'Next Generation' sequencing, or NGS, was the big theme of
the ESHG meeting this year.
We're doing some of that in my lab, though so far in a small
way. We chose a machine that most closely duplicated the sorts of thing we did
already, so we could make the transition as smoothly as possible. What's
working pretty well now is rapid analysis of two genes. Next we'll be moving to
a panel of about 35 genes, 25 covering all the different cancer risks we deal
with routinely, plus a group of research genes we think will fall into the
moderate risk category, or maybe the high risk but rare category.
This is more or less what many of our colleagues are doing,
and I was hoping to see results and discussions of the difficulties of this
strategy at the ESHG. There was some, but only from the french groups that I
communicate with regularly anyway. Nothing new.
The NGS presentations most all took a different tack: that
of looking at the entire genome, or entire protein-coding sequence (the
« exome »).
It's interesting to do that when the list of genes on your
panel changes regularly, or when you're really not sure what to put on it in
the first place.
But at least with my panel, I have a reasonable idea of what
to expect from each of the genes on it. I've got something to say to the
patient about what I find there.
With the whole exome, you're going to find stuff all over
the place, and then you've got to decide somehow what's relevant.
I saw a lot of talks on a lot of different disorders. They'd
start with 40,000 variants, then filter those this way and that, and filter
them again, and come up with the golden nugget that explains their case. Well,
at least there's a decent hypothesis about why this variant explains that case,
and not any of the other variants they tossed out.
I didn't see any talks where they filtered and filtered and
came up with nothing. Guess those studies don't get presented.
One of the major issues with these exome studies is what to
do the the off-target findings. We used to say 'incidental', but that word
seems inappropriate when you've deliberately looked for stuff. Even my gene
panels can come up with off-target findings – if I have a breast cancer case,
and find a mutation in the polyposis gene, I wasn't looking at polyposis, it
just happens to be on the panel. But my patient wasn't prepared to hear about
colon cancer risk; that wasn't the point of the test: what does the clinician
say about it? That case is fairly clear, at least in my lab. We give any
results that are pertinent for cancer predisposition, and we do now broaden the
pre-test consultation to discuss the possible results more generally. There
might also be results that indicate one is a carrier of a gene for a serious
rare disease, and if it happens that your partner also carries that gene, you
could have some very sick kids. It gets complicated.
But it's an even bigger problem when you've gone looking for
an explanation for, say, a developmental disorder, and you learn something
about cardiac risk or diabetes. On top of the patient's result, most of these
studies looking to diagnose childhood syndromes also test both parents (which
really helps weed out the irrelevant variants), and now you'll find things in the
parents that the kid didn't happen to inherit, but you know they're there and
future kids or the parents themselves are at risk.

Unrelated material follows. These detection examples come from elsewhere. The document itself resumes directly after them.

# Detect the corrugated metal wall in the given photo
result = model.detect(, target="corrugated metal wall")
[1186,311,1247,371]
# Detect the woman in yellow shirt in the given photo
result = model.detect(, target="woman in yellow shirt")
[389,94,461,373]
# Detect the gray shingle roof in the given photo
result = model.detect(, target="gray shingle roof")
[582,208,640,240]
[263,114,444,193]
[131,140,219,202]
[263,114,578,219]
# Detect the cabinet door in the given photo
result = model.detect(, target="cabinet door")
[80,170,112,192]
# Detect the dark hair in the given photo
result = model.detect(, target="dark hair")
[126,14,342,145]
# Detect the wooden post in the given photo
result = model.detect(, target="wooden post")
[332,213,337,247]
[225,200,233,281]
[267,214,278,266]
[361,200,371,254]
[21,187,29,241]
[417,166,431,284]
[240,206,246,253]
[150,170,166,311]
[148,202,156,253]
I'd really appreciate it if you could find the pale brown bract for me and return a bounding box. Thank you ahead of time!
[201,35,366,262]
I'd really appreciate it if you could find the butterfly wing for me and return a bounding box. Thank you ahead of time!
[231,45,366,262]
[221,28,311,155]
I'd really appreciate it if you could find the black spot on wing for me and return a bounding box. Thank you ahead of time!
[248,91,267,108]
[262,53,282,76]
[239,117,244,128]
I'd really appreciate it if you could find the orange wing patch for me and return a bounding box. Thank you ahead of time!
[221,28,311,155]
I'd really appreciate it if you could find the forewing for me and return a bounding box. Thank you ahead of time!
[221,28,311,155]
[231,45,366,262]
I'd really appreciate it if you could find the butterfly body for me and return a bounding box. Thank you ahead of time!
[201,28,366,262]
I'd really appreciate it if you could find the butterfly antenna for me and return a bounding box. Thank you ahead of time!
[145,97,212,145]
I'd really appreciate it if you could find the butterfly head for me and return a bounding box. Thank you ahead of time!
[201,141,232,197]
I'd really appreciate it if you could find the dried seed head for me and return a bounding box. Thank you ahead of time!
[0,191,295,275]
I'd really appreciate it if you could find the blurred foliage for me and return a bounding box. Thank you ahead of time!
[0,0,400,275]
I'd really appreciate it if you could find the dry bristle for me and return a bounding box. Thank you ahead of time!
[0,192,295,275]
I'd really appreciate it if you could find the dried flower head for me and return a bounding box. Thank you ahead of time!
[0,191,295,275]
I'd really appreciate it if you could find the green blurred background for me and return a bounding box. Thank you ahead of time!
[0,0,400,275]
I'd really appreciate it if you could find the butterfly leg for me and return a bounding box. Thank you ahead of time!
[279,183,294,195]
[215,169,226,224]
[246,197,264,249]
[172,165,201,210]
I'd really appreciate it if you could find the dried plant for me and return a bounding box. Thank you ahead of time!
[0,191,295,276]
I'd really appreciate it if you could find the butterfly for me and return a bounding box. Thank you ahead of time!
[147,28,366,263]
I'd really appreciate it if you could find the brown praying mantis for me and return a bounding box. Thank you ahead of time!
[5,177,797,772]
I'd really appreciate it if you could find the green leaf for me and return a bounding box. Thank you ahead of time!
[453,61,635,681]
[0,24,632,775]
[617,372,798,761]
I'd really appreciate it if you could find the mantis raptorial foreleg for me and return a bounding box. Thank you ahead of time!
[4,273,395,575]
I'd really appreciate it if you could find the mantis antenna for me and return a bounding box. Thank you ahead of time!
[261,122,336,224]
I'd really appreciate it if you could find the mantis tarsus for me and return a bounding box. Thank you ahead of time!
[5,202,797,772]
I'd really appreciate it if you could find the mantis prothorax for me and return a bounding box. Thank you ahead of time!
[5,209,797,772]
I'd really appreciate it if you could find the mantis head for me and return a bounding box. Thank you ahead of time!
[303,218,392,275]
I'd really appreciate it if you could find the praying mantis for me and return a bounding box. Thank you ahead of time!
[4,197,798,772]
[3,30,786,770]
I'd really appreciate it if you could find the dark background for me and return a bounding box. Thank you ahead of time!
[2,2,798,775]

To face this, people are developing different levels of
informed consent. There's already a general consensus not to give results that
have no clear consequences. That would be a long list and wouldn't mean much at
all. Really pertinent results can get lost in all the noise. Then the patient can consent to be told all results, or just results with
significant health risk that you can do something about, or very narrowly just
results directly related to the pathology for which he was referred. In Europe
there's careful preservation of the right not to know, while in the US, the
tendency is toward the obligation to know.